Cast: Askar Ali, Aparna Balamurali, Baiju, Akshara Kishor, Deepa Kartha
Director: Binu S.
Achaamma (Aparna Balamurali) is a queen of madness. Born in an auto rickshaw, she is an easy-going, lazy, curious, flirtatious girl, who is forced to vow to her father that she wouldn’t elope with anyone because her sister did so. Though she sticks to the pledge for a while, she is unable to resist her urge, and things turn upside down once she joins a college, where she meets Hari (Askar Ali). Aparna and Akshara — who plays Achaamma’s childhood — have given a memorable act. Although we have seen Nazriya Nazim in a similar portrayal in Om Shanthi Oshana before, Aparna’s performance is afresh. She lives as that character.
Askar Ali, who plays the role of a flirtatious but good-hearted guy with a disability, too has done a good job. But he could have taken better care of dialogue delivery as it sounds unnatural at many places. Though he’s there only for a few scenes, Baiju has shined as the father of Achaamma. Another talent that deserves mention is the actor who did the role of Hari’s best friend. The movie tries to be progressive, but as the plot develops, it becomes a little regressive. Even the lead character loses her quirkiness and treads the traditional path. She becomes a conventional ‘Kaamuki’. It could have been a different viewing experience if the writer had let Achaamma tackle the dilemma in her quirky way. She could become weak because she is human, but we feel her energy drains away totally, leaving her exhausted.

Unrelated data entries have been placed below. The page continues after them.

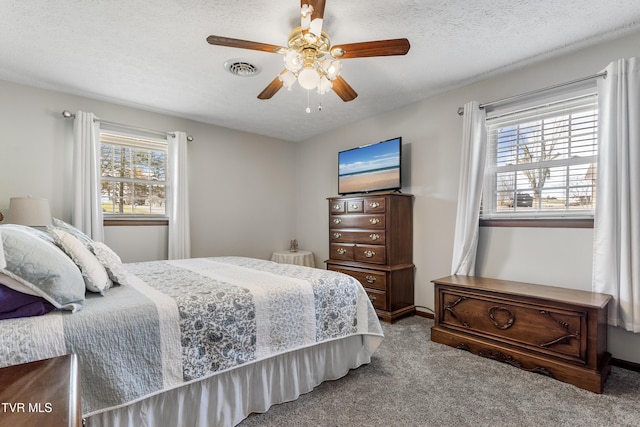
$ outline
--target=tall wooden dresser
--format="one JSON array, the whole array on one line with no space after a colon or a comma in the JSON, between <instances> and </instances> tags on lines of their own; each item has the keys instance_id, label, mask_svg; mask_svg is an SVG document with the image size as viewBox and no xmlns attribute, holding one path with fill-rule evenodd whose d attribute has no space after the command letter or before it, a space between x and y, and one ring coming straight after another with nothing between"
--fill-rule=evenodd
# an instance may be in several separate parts
<instances>
[{"instance_id":1,"label":"tall wooden dresser","mask_svg":"<svg viewBox=\"0 0 640 427\"><path fill-rule=\"evenodd\" d=\"M355 277L387 322L413 314L413 196L330 197L329 270Z\"/></svg>"}]
</instances>

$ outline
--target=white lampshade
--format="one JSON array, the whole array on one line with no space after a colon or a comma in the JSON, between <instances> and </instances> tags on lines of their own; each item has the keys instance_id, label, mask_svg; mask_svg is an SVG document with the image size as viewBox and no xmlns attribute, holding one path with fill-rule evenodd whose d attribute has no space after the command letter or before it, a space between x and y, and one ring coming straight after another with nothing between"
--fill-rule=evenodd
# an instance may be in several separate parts
<instances>
[{"instance_id":1,"label":"white lampshade","mask_svg":"<svg viewBox=\"0 0 640 427\"><path fill-rule=\"evenodd\" d=\"M51 225L49 200L36 197L12 197L9 200L7 222L31 227Z\"/></svg>"},{"instance_id":2,"label":"white lampshade","mask_svg":"<svg viewBox=\"0 0 640 427\"><path fill-rule=\"evenodd\" d=\"M342 71L342 62L338 59L325 58L322 61L322 69L329 80L335 80L340 75L340 71Z\"/></svg>"},{"instance_id":3,"label":"white lampshade","mask_svg":"<svg viewBox=\"0 0 640 427\"><path fill-rule=\"evenodd\" d=\"M313 68L305 67L298 74L298 83L305 89L315 89L320 83L320 74Z\"/></svg>"},{"instance_id":4,"label":"white lampshade","mask_svg":"<svg viewBox=\"0 0 640 427\"><path fill-rule=\"evenodd\" d=\"M309 31L318 37L322 35L322 21L322 19L316 18L309 24Z\"/></svg>"},{"instance_id":5,"label":"white lampshade","mask_svg":"<svg viewBox=\"0 0 640 427\"><path fill-rule=\"evenodd\" d=\"M302 27L303 30L306 30L309 28L309 25L311 24L312 13L313 13L313 8L308 4L303 4L302 7L300 8L300 27Z\"/></svg>"},{"instance_id":6,"label":"white lampshade","mask_svg":"<svg viewBox=\"0 0 640 427\"><path fill-rule=\"evenodd\" d=\"M296 76L289 70L280 74L280 81L287 89L291 90L291 87L296 82Z\"/></svg>"},{"instance_id":7,"label":"white lampshade","mask_svg":"<svg viewBox=\"0 0 640 427\"><path fill-rule=\"evenodd\" d=\"M320 79L320 84L318 84L318 93L320 95L324 95L325 93L329 92L332 87L333 83L331 83L331 80L329 80L326 76L322 76L322 78Z\"/></svg>"},{"instance_id":8,"label":"white lampshade","mask_svg":"<svg viewBox=\"0 0 640 427\"><path fill-rule=\"evenodd\" d=\"M302 68L304 62L300 52L293 49L288 49L282 60L284 61L285 68L292 73L297 73L298 70Z\"/></svg>"}]
</instances>

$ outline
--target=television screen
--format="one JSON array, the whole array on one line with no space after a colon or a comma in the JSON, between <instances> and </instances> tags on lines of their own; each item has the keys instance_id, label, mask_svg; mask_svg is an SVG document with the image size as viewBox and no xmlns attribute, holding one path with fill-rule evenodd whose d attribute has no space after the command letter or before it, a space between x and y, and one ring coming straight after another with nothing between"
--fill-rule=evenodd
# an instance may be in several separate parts
<instances>
[{"instance_id":1,"label":"television screen","mask_svg":"<svg viewBox=\"0 0 640 427\"><path fill-rule=\"evenodd\" d=\"M402 138L338 153L338 193L399 190Z\"/></svg>"}]
</instances>

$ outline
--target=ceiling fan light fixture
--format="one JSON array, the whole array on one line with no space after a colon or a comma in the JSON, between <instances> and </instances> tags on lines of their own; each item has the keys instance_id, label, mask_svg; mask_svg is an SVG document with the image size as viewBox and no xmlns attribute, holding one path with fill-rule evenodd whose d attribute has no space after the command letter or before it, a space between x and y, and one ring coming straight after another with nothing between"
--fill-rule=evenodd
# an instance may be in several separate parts
<instances>
[{"instance_id":1,"label":"ceiling fan light fixture","mask_svg":"<svg viewBox=\"0 0 640 427\"><path fill-rule=\"evenodd\" d=\"M298 83L307 90L315 89L320 84L320 74L311 67L305 67L298 74Z\"/></svg>"},{"instance_id":2,"label":"ceiling fan light fixture","mask_svg":"<svg viewBox=\"0 0 640 427\"><path fill-rule=\"evenodd\" d=\"M294 49L287 49L284 54L284 66L292 73L297 73L304 64L302 54Z\"/></svg>"},{"instance_id":3,"label":"ceiling fan light fixture","mask_svg":"<svg viewBox=\"0 0 640 427\"><path fill-rule=\"evenodd\" d=\"M311 24L309 25L309 32L320 37L320 35L322 34L322 21L323 20L319 18L311 21Z\"/></svg>"},{"instance_id":4,"label":"ceiling fan light fixture","mask_svg":"<svg viewBox=\"0 0 640 427\"><path fill-rule=\"evenodd\" d=\"M280 81L288 90L291 90L291 87L296 82L296 76L291 71L287 70L284 73L280 74Z\"/></svg>"},{"instance_id":5,"label":"ceiling fan light fixture","mask_svg":"<svg viewBox=\"0 0 640 427\"><path fill-rule=\"evenodd\" d=\"M329 80L335 80L342 71L342 62L338 59L325 58L322 61L322 71Z\"/></svg>"},{"instance_id":6,"label":"ceiling fan light fixture","mask_svg":"<svg viewBox=\"0 0 640 427\"><path fill-rule=\"evenodd\" d=\"M300 26L303 30L308 30L311 24L311 14L313 13L313 6L309 4L303 4L300 8Z\"/></svg>"},{"instance_id":7,"label":"ceiling fan light fixture","mask_svg":"<svg viewBox=\"0 0 640 427\"><path fill-rule=\"evenodd\" d=\"M320 83L318 83L318 93L320 95L324 95L327 92L331 91L333 87L333 83L326 76L322 76L320 78Z\"/></svg>"}]
</instances>

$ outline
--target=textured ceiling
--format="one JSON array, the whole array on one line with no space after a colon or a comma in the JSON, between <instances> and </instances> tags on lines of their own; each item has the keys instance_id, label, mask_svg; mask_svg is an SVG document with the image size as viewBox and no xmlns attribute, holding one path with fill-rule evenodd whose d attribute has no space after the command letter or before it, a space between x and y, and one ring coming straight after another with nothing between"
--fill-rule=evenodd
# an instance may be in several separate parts
<instances>
[{"instance_id":1,"label":"textured ceiling","mask_svg":"<svg viewBox=\"0 0 640 427\"><path fill-rule=\"evenodd\" d=\"M298 0L1 0L0 79L291 141L640 29L635 0L327 0L332 44L406 37L406 56L344 60L358 97L299 86L258 93L277 54L211 46L209 35L286 45ZM261 67L238 77L232 58ZM1 94L0 94L1 96ZM60 109L72 106L61 105ZM99 112L98 112L99 113Z\"/></svg>"}]
</instances>

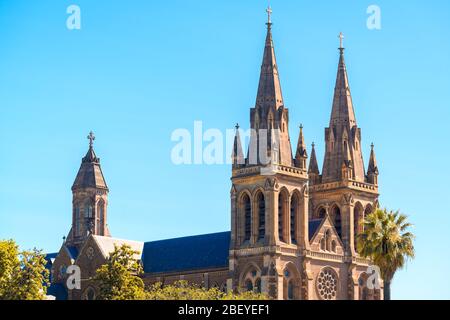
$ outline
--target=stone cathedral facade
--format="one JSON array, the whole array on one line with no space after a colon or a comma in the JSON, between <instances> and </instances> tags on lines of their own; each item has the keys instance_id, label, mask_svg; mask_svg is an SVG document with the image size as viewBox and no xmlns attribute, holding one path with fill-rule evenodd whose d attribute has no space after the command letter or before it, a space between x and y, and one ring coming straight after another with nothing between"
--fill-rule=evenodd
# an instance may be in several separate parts
<instances>
[{"instance_id":1,"label":"stone cathedral facade","mask_svg":"<svg viewBox=\"0 0 450 320\"><path fill-rule=\"evenodd\" d=\"M356 252L361 221L378 206L378 168L372 145L365 170L342 35L322 172L314 144L308 157L302 127L293 153L289 111L269 11L246 155L239 127L234 141L231 232L163 241L111 236L109 189L90 134L88 152L72 186L72 227L60 251L47 255L49 294L58 299L95 299L95 270L115 245L128 244L139 253L136 258L144 267L146 284L187 280L208 288L254 290L273 299L382 299L382 287L367 287L370 261ZM68 290L66 270L74 264L81 269L81 289Z\"/></svg>"}]
</instances>

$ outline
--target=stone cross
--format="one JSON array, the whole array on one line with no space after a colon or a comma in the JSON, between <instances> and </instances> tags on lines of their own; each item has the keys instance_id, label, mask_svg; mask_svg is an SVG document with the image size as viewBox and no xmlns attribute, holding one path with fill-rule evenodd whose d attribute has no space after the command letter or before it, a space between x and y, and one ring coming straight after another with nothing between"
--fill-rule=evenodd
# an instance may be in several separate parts
<instances>
[{"instance_id":1,"label":"stone cross","mask_svg":"<svg viewBox=\"0 0 450 320\"><path fill-rule=\"evenodd\" d=\"M339 49L344 49L344 34L339 33Z\"/></svg>"},{"instance_id":2,"label":"stone cross","mask_svg":"<svg viewBox=\"0 0 450 320\"><path fill-rule=\"evenodd\" d=\"M89 132L89 135L87 136L89 140L89 146L92 147L94 145L95 136L94 133L91 131Z\"/></svg>"},{"instance_id":3,"label":"stone cross","mask_svg":"<svg viewBox=\"0 0 450 320\"><path fill-rule=\"evenodd\" d=\"M267 23L271 24L272 21L270 21L270 15L272 14L272 8L270 7L270 5L267 7L266 12L267 12Z\"/></svg>"}]
</instances>

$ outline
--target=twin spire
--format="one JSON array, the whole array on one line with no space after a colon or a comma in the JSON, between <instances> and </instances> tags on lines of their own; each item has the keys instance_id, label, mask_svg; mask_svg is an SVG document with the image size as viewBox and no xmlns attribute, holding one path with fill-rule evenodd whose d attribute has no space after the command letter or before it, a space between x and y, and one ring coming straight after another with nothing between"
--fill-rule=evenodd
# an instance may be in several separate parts
<instances>
[{"instance_id":1,"label":"twin spire","mask_svg":"<svg viewBox=\"0 0 450 320\"><path fill-rule=\"evenodd\" d=\"M273 128L279 129L281 132L279 137L279 149L271 150L271 147L269 146L268 153L275 152L276 156L274 159L279 164L295 166L306 170L306 159L308 155L303 136L303 127L300 128L297 150L294 158L292 158L288 133L288 109L284 106L278 66L275 57L272 39L272 9L270 6L267 9L267 14L267 35L256 104L255 108L251 109L251 128L257 132L260 129L267 129L269 132L272 132ZM361 151L361 129L358 128L356 123L347 67L345 64L345 48L343 40L344 35L340 33L338 72L336 76L330 123L325 132L326 152L322 175L320 175L314 144L311 151L308 172L316 177L315 180L317 183L340 181L342 179L354 179L356 181L369 182L369 180L374 180L370 179L369 175L378 175L373 148L367 173L364 170ZM260 151L259 149L255 150ZM237 130L233 148L233 164L237 165L239 160L241 161L241 164L245 165L243 157L239 130ZM248 159L249 158L247 158L247 160Z\"/></svg>"}]
</instances>

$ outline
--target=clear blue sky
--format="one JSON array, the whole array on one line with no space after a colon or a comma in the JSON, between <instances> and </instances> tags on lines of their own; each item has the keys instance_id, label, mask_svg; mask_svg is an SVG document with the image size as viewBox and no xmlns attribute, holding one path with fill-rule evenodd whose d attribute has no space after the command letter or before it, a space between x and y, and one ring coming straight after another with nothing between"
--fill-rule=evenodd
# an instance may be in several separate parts
<instances>
[{"instance_id":1,"label":"clear blue sky","mask_svg":"<svg viewBox=\"0 0 450 320\"><path fill-rule=\"evenodd\" d=\"M81 8L82 29L66 28ZM381 8L382 29L366 28ZM0 0L0 238L59 249L86 135L110 187L114 236L229 230L230 167L175 166L177 128L248 127L266 1ZM293 143L303 123L321 159L337 35L362 127L376 144L381 203L410 215L417 258L394 298L450 298L450 3L272 1Z\"/></svg>"}]
</instances>

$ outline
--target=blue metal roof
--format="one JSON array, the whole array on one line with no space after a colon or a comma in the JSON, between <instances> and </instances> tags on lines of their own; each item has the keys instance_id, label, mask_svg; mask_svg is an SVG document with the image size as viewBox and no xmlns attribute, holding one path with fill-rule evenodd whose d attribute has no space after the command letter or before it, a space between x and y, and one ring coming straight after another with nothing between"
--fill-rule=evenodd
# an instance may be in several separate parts
<instances>
[{"instance_id":1,"label":"blue metal roof","mask_svg":"<svg viewBox=\"0 0 450 320\"><path fill-rule=\"evenodd\" d=\"M76 260L77 257L78 257L78 249L75 248L75 247L68 247L68 246L66 246L66 248L67 248L67 250L68 250L69 253L70 253L70 257L71 257L72 259Z\"/></svg>"},{"instance_id":2,"label":"blue metal roof","mask_svg":"<svg viewBox=\"0 0 450 320\"><path fill-rule=\"evenodd\" d=\"M56 300L67 300L67 290L61 283L53 283L47 288L47 295L54 296Z\"/></svg>"},{"instance_id":3,"label":"blue metal roof","mask_svg":"<svg viewBox=\"0 0 450 320\"><path fill-rule=\"evenodd\" d=\"M312 237L316 233L317 229L322 224L323 219L310 220L308 225L308 233L309 233L309 241L311 241Z\"/></svg>"},{"instance_id":4,"label":"blue metal roof","mask_svg":"<svg viewBox=\"0 0 450 320\"><path fill-rule=\"evenodd\" d=\"M228 267L230 232L146 242L142 262L146 273Z\"/></svg>"}]
</instances>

But, the movie has its moments, especially between Hari, his friend, and Achaamma. Hari tells Achaamaa love shouldn’t be forced on someone. At the same time we see James, the wealthy man, working as a peon in the college with the intention of marrying a beautiful girl follows Jeena, Achaamma’s friend, asking for her hand. A little contradictory. Also, the movie follows the new law, displaying the disclaimer ‘violence against women is a punishable crime under the law’, whenever Achaamma gets beaten up. The movie sends out a message about friendship and love — that both should be pure and come from heart. It also touches upon the need of getting the ‘right education’ and treating fellow beings fairly. There is humour, but they could have trimmed down some cliché campus characters or scenes to make it crisp. The songs are good, especially the Kurumbi song by Shreya Jayadeep.